Historical Data Requirements

Minimum 4-5× the test duration (e.g., for a 2-week test, use 8-10 weeks of historical data).
Optimal scenario: 1 year of historical data when available.

Geographic Granularity Considerations

Avoid zip-code-level granularity in large markets (too fragmented).
Optimal granularity: State or region level for stable test-control comparisons.
Ensure at least 100-250 locations for robust statistical significance.

Designing a Reliable Experiment

Duration: At least 14-21 days to capture full impact.
Budget: Align with expected lift and statistical significance.
Geography Selection: Use Cassandra’s algorithm to select comparable test/control groups.
Lag Effects: Consider delayed conversions (e.g., upper-funnel campaigns may take weeks to show results).

4. Running the Experiment

Implementation Steps

Select test regions using Cassandra’s recommendations.
Adjust campaign targeting or budgets accordingly.
Monitor campaign execution to ensure accurate spend and reach.
Maintain consistent tracking for total conversions (not just ad-attributed ones).
Allow additional time for lag effects before final analysis.

Best Practices

Avoid major changes to other marketing channels during the test period.
Consider seasonal factors and promotions that may skew results.
Document external factors that could impact results (economic events, competitor actions).
Maintain test conditions for the entire duration without premature optimizations.

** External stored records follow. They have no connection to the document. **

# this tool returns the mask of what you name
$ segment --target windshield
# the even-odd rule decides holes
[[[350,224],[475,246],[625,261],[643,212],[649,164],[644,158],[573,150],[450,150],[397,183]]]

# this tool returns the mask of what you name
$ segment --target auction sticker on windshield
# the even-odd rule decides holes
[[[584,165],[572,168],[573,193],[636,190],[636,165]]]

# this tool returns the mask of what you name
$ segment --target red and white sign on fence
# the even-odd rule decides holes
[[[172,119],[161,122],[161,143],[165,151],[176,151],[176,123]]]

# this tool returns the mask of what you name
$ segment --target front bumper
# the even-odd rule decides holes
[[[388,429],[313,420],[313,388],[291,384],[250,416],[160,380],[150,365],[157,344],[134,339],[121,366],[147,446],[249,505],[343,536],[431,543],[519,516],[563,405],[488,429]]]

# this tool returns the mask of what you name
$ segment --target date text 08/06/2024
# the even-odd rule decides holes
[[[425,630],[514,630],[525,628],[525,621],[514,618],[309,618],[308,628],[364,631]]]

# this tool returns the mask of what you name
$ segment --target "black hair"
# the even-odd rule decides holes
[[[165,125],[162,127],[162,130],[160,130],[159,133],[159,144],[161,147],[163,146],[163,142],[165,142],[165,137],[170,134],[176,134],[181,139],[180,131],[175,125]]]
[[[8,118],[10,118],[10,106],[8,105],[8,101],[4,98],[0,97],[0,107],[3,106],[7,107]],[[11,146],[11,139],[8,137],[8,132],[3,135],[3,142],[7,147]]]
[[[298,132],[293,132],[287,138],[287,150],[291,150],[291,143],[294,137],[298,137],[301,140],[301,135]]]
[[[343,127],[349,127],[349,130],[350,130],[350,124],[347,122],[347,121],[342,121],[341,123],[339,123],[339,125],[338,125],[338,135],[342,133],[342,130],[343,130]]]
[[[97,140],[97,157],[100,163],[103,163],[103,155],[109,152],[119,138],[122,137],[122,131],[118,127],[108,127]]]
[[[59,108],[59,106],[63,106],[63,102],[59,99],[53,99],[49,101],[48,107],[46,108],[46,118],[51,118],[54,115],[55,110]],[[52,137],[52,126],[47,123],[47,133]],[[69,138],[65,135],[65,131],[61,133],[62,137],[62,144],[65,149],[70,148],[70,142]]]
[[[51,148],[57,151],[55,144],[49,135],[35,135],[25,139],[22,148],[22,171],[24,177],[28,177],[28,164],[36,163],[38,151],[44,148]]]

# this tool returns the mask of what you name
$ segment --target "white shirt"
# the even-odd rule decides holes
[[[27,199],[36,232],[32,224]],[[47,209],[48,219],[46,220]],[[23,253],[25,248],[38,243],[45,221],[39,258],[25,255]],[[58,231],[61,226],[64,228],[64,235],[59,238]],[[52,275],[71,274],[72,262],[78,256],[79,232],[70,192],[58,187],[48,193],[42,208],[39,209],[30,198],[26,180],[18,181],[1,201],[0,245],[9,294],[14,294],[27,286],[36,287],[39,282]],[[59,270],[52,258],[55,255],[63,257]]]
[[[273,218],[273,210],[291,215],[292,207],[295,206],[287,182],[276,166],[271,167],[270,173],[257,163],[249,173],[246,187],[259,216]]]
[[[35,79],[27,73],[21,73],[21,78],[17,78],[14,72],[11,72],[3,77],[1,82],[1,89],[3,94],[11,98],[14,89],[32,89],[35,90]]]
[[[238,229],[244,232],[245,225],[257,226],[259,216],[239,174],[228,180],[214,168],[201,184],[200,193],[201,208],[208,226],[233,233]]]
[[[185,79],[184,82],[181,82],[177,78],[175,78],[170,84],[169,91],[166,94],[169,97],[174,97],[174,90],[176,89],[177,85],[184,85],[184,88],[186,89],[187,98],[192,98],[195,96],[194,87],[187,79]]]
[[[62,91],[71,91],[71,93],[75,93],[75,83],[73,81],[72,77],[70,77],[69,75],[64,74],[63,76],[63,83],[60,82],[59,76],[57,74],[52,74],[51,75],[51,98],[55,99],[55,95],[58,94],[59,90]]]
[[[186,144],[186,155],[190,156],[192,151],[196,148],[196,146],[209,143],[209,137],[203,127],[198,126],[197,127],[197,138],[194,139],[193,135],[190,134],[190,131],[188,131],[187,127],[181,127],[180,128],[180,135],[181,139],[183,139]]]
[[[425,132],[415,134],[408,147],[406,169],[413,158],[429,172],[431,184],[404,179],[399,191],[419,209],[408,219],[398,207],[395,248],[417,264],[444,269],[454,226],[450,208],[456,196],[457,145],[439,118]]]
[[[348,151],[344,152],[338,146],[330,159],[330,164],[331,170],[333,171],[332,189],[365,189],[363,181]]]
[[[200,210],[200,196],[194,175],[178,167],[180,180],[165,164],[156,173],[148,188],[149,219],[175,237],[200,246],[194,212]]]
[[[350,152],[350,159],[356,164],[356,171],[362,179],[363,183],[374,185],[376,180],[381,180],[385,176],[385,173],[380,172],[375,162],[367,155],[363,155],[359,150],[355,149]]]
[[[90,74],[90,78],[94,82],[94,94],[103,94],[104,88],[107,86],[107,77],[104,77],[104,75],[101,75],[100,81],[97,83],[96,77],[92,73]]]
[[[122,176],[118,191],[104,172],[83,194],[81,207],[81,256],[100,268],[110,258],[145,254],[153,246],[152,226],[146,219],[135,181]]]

5. Interpreting & Applying Results

Key Metrics for Analysis

Measured Lift: Percentage difference between test and control groups.
Statistical Significance: Confidence level (aim for 95%).
Incremental ROAS (iROAS): Revenue lift divided by additional spend.
Total Incremental Revenue: Attributed revenue beyond baseline.
Confidence Intervals: Range of estimated impact, indicating certainty.

Understanding Your Results

If measured lift is significant, the tested channel or tactic has a proven impact.
If confidence intervals are wide, results may be inconclusive (consider longer tests or more data).
If measured lift is lower than expected, reconsider assumptions about channel ROI.

Using Results for Model Calibration

Input findings into Cassandra’s Calibration Panel.
Adjust channel ROI assumptions based on experimental results.
Re-run MMM models with updated priors to refine future predictions.
Use results to refine budget allocation and optimization strategies.

6. Common Pitfalls & How to Avoid Them

Pitfall	Solution
Test/control groups are imbalanced	Use algorithmic matching based on historical performance.
External factors influence results	Document and adjust for promotions, economic changes, etc.
Sample size is too small	Expand the number of test locations or extend test duration.
Measuring too soon	Consider delayed effects, especially for brand campaigns.
Platform-reported data is misleading	Compare results with total business outcomes (not just platform attribution).

7. Summary & Next Steps

Use geo-experiments or conversion lift studies to measure true incremental impact.
Ensure strong test-control matching to eliminate bias.
Interpret results carefully, considering confidence intervals and statistical significance.
Use results to calibrate Cassandra models and refine future budget allocation.
Avoid common pitfalls like small sample sizes, external disruptions, and incorrect attribution.